An enzyme that normally helps break down stored fats goes into overdrive in some cancer cells, making them more malignant, according to new findings by a team at The Scripps Research Institute.
"Historically, research has focused on the mechanisms leading to cancer formation and therapies have focused on taking out cancer cells," says Benjamin Cravatt, chair of the Scripps Research Department of Chemical Physiology and corresponding author of the study published in the January 8, 2009 issue of the journal Cell. "But here we were looking for pathways that lead to cancer aggressiveness."
The aggressiveness-promoting enzyme, called monoacylglycerol lipase (or MAGL for short), may provide a new target for treating more malignant forms cancers or for preventing cancer progression. The findings also suggest an explanation for the reported link between obesity and cancer by showing that releasing stored fats in cancer cells can push them toward more aggressive behaviors.

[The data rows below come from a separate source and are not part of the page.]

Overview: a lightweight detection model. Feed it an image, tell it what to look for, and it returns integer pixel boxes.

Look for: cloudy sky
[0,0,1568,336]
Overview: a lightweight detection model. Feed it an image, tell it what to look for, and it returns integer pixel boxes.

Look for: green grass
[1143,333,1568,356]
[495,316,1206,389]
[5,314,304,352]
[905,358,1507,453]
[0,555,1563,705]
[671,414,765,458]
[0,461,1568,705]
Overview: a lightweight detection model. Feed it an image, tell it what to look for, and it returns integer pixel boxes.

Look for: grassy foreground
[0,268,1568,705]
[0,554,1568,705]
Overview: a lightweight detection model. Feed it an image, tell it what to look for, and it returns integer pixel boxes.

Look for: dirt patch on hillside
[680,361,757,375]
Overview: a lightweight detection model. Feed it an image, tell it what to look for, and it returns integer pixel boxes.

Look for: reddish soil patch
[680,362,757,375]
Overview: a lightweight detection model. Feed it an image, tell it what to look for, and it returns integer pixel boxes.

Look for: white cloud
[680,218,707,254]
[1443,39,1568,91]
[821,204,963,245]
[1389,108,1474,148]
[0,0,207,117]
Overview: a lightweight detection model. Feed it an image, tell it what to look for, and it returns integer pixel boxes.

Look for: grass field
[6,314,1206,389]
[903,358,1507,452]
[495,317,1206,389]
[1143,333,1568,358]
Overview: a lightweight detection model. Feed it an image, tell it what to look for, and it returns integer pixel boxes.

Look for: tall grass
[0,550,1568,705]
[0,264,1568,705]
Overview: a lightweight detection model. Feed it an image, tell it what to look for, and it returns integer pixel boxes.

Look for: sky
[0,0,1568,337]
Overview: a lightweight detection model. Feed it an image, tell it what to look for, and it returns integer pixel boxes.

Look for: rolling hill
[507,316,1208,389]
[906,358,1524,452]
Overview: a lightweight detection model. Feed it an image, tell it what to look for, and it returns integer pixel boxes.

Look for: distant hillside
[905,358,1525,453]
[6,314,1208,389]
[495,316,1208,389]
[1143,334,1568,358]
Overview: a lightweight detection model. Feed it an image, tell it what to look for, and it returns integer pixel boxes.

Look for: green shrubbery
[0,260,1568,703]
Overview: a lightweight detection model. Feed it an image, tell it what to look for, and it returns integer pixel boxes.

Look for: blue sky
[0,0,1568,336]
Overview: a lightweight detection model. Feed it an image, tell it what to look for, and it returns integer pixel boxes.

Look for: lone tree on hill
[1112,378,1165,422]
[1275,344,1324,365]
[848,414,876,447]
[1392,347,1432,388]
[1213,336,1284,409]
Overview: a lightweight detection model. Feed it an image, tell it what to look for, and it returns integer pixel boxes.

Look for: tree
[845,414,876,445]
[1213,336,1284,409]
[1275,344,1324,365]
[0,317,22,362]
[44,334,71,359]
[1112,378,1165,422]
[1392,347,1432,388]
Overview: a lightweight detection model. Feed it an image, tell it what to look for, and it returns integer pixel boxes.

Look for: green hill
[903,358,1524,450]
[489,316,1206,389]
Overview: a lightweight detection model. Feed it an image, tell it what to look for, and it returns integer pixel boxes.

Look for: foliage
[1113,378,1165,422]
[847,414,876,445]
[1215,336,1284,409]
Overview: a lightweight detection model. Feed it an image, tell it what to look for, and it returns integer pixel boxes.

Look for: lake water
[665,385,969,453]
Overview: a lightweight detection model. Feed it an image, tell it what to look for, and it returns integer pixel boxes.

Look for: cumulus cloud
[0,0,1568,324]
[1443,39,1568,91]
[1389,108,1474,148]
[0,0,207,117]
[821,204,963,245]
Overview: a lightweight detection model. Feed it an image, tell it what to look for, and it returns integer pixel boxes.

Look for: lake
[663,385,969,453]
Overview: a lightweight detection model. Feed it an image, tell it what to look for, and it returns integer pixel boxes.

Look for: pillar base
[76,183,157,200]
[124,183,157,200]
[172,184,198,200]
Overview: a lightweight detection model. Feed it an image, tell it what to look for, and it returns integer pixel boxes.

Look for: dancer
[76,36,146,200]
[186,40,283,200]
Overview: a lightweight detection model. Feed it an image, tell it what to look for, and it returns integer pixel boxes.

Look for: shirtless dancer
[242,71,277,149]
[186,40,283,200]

As a cancer grows inside the body, some cells take on more aggressive characteristics, such as the ability to invade local areas and to spread to other parts of the body. To identify possible drivers in this process, Daniel Nomura, a postdoc in Cravatt's lab, compared changes in the functional state of enzymes in non-aggressive cancer cells to that of aggressive ones.
"We were looking for changes in enzyme activity," explains Nomura. In particular, the researchers were focusing on a group of enzymes, called serine hydrolases, that break down proteins, fats, and other molecules in cells. "This is one of the largest known enzyme families, comprising about one percent of all proteins in a cell," says Nomura. "And these enzymes have been implicated in cancer and other diseases."
Nomura employed a technique pioneered in Cravatt's lab called activity-based protein profiling, which allows researchers to survey all active enzymes in a cell at once. By using a fluorescent label that only "tags" enzymes with certain chemical properties, they were able to selectively sort through all the enzymes belonging to the serine hydrolases family, looking for ones that are abnormal in aggressive cancers.
Among the many enzymes detected, MAGL — a type of enzyme, called a lipase, that breaks down stored fats, or lipids — stood out as being highly elevated in aggressive cancers. Through a series of experiments where Nomura either inhibited or stimulated MAGL's activity, they were able to establish that this enzyme is capable of converting cancer cells from less to more malignant forms.
"It is not only necessary but sufficient for the aggressive phenotype," says Cravatt, who is also a member of the Skaggs Institute for Chemical Biology at Scripps Research.
Having identified a key player responsible for the aggressive behavior of cancer cells, Cravatt and Nomura wanted to better understand MAGL's role.
They discovered that when the MAGL becomes more active in cancer cells it breaks down stored fats to produce large amounts of free fatty acids —the building blocks of cell membranes and of fatty molecules that serve as signals to and from cells. These free fatty acids then go on to produce other smaller molecules known to promote cancer growth and progression.